In an address to the nation, Prime Minister Boris Johnson — a figurehead in the seismic 2016 referendum vote for Brexit — acknowledged there might be “bumps in the road ahead”.

But he said Britain could make it a “stunning success”.

As he held a private party in his Downing Street office, a clock projected on the walls outside counted down the minutes until Brexit.

Johnson predicted a “new era of friendly cooperation” with the EU while Britain takes a greater role on the world stage.

“The most important thing to say tonight is that this is not an end but a beginning,” he said in a televised address.
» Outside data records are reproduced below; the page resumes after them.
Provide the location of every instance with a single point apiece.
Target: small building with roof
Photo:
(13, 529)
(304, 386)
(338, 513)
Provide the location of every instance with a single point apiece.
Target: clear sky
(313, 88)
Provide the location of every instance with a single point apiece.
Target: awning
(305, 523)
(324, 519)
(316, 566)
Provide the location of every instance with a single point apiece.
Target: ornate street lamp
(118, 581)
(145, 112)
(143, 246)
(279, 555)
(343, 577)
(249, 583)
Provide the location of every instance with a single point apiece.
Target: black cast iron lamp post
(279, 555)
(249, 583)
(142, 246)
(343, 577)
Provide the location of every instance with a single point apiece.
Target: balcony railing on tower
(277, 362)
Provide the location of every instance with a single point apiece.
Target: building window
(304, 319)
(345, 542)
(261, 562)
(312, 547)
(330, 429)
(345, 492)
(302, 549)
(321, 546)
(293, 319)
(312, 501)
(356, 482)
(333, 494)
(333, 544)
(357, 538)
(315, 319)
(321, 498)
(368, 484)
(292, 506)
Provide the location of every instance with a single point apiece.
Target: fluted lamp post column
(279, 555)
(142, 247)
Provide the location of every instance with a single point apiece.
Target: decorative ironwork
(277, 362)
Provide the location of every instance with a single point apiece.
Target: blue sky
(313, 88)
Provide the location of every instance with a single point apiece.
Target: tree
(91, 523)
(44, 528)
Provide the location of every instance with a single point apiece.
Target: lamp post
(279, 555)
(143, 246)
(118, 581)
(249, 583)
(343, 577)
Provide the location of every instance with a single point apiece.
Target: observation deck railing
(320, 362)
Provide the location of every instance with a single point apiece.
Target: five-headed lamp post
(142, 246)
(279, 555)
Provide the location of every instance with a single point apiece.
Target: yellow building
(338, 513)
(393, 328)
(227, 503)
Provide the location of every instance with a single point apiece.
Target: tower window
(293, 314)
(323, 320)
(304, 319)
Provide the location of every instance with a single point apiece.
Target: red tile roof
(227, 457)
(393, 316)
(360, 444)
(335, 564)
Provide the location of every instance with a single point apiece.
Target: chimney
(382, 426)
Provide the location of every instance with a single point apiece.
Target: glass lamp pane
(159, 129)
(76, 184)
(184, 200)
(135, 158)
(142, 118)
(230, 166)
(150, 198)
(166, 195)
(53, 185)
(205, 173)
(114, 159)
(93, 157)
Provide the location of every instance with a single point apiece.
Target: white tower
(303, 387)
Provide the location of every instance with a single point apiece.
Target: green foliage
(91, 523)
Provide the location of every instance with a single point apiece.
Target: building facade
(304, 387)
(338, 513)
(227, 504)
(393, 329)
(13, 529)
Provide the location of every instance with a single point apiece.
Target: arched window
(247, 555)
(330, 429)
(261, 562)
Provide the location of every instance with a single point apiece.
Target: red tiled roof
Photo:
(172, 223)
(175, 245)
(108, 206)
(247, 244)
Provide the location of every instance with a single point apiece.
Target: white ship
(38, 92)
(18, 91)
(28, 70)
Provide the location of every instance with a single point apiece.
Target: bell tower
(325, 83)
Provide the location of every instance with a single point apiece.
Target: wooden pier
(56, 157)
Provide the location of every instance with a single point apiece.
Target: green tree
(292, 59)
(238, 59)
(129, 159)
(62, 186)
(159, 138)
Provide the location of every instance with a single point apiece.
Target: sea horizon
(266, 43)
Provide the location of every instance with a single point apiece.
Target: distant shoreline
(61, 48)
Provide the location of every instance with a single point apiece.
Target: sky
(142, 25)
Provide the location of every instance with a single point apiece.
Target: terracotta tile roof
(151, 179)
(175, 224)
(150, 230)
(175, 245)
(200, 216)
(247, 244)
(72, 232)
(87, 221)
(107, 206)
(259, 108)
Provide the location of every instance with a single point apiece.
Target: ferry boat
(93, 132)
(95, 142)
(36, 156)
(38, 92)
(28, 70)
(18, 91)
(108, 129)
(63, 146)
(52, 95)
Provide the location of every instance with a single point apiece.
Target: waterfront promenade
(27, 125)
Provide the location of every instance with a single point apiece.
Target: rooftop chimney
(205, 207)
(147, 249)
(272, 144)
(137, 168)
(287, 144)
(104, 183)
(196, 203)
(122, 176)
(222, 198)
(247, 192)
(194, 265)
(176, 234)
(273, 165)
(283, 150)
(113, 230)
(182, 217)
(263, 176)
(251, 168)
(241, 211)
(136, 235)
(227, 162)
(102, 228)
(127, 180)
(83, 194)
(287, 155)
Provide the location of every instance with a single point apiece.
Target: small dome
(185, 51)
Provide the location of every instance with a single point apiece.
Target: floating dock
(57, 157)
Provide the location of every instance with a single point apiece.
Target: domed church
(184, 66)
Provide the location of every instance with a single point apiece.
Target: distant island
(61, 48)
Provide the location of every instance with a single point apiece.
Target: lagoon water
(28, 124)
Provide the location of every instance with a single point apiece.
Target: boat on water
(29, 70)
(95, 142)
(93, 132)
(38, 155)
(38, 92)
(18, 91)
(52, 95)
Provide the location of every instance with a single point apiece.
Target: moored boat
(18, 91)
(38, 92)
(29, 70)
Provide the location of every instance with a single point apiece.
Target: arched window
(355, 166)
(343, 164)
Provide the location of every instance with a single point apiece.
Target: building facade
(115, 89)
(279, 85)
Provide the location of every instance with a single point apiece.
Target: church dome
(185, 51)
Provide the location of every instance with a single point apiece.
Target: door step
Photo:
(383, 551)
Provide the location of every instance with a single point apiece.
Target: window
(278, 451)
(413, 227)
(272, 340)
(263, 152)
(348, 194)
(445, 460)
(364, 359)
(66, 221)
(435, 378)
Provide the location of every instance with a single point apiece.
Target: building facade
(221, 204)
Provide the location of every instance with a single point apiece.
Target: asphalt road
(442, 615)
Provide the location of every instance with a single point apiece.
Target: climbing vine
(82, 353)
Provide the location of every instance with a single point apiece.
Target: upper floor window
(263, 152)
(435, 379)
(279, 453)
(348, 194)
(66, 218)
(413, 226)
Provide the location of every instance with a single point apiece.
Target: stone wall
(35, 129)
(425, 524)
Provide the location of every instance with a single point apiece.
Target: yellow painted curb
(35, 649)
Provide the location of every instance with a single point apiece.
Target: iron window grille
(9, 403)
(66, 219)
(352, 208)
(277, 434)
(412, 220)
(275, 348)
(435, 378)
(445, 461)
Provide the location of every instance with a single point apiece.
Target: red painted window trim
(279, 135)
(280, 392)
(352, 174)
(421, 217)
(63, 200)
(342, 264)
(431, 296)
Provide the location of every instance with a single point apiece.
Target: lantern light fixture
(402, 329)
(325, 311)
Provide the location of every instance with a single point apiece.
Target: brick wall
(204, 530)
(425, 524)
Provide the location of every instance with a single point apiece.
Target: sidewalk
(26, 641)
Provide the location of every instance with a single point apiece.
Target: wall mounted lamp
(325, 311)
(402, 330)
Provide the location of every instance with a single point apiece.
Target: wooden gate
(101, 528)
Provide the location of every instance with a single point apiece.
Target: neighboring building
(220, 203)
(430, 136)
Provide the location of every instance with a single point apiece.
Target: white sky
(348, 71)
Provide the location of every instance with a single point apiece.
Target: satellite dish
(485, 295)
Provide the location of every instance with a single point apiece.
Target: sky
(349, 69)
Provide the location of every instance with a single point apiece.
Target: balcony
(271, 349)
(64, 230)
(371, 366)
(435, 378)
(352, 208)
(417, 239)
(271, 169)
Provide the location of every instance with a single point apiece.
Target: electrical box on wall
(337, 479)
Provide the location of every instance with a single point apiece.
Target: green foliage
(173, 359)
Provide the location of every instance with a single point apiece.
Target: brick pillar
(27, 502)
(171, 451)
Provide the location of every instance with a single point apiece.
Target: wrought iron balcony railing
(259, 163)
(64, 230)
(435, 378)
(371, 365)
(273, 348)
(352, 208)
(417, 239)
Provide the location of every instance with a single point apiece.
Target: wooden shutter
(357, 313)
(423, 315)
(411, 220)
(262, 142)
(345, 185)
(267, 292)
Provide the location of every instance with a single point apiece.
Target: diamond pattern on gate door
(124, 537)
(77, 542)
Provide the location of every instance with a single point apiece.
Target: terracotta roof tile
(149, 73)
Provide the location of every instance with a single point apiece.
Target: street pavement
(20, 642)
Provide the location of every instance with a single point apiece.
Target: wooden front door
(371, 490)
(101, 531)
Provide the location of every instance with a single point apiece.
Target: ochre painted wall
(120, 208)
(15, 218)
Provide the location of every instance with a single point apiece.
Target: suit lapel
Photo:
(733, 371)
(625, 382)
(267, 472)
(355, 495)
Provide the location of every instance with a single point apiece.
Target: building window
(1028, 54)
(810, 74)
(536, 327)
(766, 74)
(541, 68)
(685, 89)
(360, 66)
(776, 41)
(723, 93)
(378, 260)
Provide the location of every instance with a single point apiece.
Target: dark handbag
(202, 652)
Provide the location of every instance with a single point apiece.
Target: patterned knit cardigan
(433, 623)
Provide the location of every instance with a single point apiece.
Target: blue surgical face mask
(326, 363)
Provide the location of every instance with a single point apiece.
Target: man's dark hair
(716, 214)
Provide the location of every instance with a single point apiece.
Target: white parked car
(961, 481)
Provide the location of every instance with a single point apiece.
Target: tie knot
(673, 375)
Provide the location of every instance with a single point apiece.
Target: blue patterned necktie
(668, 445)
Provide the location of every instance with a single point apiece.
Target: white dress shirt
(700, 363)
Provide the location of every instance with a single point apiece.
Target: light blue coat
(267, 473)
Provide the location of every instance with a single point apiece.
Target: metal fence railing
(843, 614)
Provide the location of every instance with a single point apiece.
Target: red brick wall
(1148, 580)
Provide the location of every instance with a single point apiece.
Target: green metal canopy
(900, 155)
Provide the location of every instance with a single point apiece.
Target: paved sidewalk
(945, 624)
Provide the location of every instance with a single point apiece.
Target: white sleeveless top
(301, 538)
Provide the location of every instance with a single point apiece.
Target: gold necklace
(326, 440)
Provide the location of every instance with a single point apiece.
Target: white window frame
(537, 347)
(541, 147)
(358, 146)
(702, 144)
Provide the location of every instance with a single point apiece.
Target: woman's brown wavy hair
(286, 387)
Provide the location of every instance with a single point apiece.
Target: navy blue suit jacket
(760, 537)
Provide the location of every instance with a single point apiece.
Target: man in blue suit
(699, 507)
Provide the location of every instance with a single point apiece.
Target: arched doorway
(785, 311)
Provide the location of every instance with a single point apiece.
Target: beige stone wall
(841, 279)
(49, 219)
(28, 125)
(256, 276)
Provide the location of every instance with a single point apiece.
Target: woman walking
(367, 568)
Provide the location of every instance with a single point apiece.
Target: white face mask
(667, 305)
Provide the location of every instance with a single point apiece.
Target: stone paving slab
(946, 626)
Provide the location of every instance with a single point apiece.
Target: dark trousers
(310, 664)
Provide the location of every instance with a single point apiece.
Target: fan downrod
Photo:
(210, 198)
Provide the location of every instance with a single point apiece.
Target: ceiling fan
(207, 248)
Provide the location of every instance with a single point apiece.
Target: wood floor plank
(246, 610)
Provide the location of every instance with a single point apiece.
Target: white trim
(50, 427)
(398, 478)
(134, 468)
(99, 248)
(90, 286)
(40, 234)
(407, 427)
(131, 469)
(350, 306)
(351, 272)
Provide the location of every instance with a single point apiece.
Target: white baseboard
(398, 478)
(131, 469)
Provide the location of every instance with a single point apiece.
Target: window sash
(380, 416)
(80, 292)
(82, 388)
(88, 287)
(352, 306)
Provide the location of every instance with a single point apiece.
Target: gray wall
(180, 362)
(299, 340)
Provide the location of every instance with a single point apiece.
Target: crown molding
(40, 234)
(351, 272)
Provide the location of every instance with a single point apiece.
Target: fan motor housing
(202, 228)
EU institutions earlier began removing Britain’s red, white and blue flags in Brussels ahead of a divorce that German Chancellor Angela Merkel called a “sea-change” for the bloc.

French President Emmanuel Macron described it as a “historic warning sign” that should force the EU and its remaining nations of more than 440 million people to stop and reflect.

Britain’s departure was sealed in an emotional vote in the EU parliament this week that ended with MEPs singing “Auld Lang Syne”, a traditional Scottish song of farewell.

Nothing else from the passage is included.